BY JUDITH PALLOT, PI “GULAGECHOES”
In a new article in Riddle, an online journal on Russian affairs, project PI Judith Pallot compares how the current pandemic is unfolding in Russian prisons to past epidemics in recent Russian history. The publication is available in Russian and in English. It is also partly reproduced on the project blog.
The purpose of the Away Day was for the team to share the results of the fieldwork that they had undertaken during the summer and to discuss the pre-circulated draft articles under preparation for publication.
The reports by the team took place against the backdrop of the corona virus pandemic which has wreaked havoc with the project’s field work schedule. Access to Russia to continue archival work on the gulag and for interviews in Russia and Georgia which had been planned had had to be cancelled because of travel restrictions and alternatives found. It was what had been achieved by the alternatives pursued that was the focus of the first session. It was kicked off by a report by the PI on some interviews that had been conducted by a sub-contracted researcher in September in rural Leningrad oblast. The interviews had been taken with people who had served sentences in the late Soviet era and promise to provide intriguing insights into the experiences and treatment of members of a small rural community of hunters and foresters.
The temporary lifting of travel restrictions between Finland and Estonia provided the team with the opportunity of developing research in Estonia: Dr Mikhail Nakonechnyi was able to spend a few weeks in the Estonian State archive in Tartu where he found some rich materials about the establishment of the gulag after WWII right up to the end of the Soviet period. He gave an outline of his main findings which provoked much questioning and discussion. Then Dr Olga Zeveleva gave a very full account of the interviews she and the PI had conducted with Russian speaking Estonians who had recently been released from the Viru-Vanga prison in NE Estonia. Both the archival materials and interviews in Estonia prove to be very important in filling in the gap in our knowledge of the Soviet prison in the last two decades of Soviet rule.
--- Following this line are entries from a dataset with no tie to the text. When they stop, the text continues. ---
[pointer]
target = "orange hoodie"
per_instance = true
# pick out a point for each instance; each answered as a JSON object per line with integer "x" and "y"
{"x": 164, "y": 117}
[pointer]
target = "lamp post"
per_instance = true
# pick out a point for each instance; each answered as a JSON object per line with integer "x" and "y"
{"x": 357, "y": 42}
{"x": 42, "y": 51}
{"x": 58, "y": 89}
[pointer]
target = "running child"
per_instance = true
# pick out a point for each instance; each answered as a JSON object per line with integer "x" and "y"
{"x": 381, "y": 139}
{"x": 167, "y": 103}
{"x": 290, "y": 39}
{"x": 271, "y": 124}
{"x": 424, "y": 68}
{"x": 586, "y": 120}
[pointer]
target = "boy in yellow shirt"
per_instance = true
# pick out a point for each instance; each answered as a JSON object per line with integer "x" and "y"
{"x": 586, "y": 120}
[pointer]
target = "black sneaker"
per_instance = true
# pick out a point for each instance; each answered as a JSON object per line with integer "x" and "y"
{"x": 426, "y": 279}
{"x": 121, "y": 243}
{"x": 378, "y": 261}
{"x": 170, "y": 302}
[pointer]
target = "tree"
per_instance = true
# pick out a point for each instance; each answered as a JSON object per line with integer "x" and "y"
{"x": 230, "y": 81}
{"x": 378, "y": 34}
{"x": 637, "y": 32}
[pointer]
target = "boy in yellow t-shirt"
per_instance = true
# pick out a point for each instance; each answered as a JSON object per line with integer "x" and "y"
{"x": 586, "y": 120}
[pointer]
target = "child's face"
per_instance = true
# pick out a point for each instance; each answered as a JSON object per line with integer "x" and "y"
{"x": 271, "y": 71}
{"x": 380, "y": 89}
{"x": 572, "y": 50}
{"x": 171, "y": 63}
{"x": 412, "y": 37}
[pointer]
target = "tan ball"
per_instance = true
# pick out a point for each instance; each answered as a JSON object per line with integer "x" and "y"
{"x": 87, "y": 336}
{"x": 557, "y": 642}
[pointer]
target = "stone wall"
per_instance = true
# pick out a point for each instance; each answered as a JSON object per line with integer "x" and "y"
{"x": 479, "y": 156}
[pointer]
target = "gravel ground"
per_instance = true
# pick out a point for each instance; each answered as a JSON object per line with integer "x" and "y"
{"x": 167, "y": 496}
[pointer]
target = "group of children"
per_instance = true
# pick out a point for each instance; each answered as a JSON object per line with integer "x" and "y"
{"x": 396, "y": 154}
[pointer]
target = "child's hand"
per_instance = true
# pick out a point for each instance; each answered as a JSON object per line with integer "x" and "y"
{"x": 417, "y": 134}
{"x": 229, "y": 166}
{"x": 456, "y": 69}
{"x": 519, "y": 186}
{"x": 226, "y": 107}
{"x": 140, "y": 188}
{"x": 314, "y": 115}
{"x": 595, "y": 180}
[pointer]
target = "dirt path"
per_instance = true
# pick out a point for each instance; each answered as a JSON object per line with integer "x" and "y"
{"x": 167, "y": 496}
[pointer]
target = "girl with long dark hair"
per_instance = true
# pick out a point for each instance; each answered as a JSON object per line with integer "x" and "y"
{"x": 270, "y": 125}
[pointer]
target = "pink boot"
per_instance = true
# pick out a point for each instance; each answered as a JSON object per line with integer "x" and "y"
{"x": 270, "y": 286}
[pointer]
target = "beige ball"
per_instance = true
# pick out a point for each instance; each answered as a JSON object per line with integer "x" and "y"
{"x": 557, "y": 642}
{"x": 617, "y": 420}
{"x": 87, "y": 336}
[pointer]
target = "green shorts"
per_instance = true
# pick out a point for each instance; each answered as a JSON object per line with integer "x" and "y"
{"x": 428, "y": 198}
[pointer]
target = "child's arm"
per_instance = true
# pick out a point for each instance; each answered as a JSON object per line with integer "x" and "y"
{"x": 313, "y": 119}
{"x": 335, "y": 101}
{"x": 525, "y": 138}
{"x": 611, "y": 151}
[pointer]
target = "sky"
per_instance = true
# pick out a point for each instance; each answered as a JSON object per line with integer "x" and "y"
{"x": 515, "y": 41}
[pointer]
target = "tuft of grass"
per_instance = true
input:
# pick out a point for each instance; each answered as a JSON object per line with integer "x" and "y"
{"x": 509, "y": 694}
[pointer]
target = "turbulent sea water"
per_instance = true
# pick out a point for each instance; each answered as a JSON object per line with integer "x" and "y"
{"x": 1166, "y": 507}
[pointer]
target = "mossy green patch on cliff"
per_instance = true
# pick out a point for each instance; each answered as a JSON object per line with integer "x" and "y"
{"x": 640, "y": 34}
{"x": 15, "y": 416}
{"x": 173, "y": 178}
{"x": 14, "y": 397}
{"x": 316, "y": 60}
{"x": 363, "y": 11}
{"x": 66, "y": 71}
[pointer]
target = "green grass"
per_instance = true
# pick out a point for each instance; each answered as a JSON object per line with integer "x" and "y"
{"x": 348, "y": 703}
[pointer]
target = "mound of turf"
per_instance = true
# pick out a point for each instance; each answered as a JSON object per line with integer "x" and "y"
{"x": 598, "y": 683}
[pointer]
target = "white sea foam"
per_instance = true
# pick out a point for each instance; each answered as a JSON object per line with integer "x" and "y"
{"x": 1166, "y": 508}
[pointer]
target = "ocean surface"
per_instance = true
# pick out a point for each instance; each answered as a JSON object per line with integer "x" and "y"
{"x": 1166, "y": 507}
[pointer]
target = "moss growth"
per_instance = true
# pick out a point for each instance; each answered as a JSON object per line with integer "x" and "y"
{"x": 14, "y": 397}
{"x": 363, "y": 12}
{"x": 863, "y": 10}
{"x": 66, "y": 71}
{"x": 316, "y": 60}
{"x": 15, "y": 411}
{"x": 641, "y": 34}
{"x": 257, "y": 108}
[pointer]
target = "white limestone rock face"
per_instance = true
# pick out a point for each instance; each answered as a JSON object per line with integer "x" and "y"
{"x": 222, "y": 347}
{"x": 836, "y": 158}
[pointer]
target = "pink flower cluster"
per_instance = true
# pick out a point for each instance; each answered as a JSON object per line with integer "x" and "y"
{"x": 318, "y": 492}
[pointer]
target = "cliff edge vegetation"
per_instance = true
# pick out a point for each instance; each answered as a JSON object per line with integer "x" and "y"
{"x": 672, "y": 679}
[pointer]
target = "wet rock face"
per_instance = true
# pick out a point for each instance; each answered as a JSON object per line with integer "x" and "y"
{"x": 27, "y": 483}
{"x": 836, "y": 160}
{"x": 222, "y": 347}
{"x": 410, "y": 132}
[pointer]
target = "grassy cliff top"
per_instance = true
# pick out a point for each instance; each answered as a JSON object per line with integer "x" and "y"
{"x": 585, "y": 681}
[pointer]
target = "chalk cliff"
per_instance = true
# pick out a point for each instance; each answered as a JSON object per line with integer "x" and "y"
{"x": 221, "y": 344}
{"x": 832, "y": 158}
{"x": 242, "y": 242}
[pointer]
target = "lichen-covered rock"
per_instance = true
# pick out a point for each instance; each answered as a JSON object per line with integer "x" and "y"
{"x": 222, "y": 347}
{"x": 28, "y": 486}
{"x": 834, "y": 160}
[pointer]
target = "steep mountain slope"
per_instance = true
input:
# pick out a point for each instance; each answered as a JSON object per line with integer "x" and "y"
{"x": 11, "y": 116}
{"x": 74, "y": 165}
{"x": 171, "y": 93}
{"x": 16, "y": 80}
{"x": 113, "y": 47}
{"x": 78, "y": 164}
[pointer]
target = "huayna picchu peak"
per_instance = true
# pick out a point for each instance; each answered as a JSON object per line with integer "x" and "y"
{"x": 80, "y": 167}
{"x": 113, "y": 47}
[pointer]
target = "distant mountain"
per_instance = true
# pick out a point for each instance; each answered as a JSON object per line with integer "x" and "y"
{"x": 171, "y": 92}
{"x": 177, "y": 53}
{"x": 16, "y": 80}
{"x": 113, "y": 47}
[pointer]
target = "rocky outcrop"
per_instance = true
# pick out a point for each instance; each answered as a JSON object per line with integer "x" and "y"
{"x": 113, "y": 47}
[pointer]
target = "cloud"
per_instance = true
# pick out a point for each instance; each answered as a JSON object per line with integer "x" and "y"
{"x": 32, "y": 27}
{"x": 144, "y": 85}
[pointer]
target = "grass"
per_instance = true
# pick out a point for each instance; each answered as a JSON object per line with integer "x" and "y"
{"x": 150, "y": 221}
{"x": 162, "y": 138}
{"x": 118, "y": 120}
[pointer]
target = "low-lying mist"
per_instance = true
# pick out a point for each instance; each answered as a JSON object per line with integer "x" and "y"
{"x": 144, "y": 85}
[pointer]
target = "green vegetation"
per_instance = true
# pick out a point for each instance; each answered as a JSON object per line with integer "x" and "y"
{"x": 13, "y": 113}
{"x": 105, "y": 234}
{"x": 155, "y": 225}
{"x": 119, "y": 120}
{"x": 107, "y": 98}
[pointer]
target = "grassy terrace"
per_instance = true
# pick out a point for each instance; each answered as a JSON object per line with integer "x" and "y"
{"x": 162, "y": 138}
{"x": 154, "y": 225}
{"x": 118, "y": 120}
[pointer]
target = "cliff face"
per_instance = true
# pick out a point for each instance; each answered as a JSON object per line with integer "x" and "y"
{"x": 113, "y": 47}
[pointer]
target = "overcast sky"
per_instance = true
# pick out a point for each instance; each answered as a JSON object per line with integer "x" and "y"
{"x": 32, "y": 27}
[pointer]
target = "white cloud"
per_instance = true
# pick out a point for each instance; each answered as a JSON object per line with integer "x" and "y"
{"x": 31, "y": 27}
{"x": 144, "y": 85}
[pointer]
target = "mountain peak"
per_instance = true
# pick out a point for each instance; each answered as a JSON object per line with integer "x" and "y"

The first session which continued on after a lunch break that gave the team the opportunity to have a look round Turku, was rounded off by Dr Costanza Curro who remains unable to get into the field on Georgia but has taken responsibility for supervising the field work of an on-shore researcher contracted to do the interviews for the project. She reported on these and was also able to report on work that she has initiated on the Roma as a group of transnational prisoners, outlining her ideas of how this can be taken forward once the travel restrictions are lifted. The second session was kicked off by Dr Larisa Kangaspuro who presented the draft of her article/book chapter of the ethnic dimension of Imperial Russia’s use of exile and katorga. This took us to the end of the day, and the decision was made to continue the discussion of the draft articles at the following Tuesday team meeting in the Aleksanteri, when we would also have a zoom discussion with Dr Rustam Urinboyev about his recent field trip to interview former Uzbek national incarcerated who had served sentences in Russian colonies. These duly took place bringing the Away Day and its extension to a successful conclusion.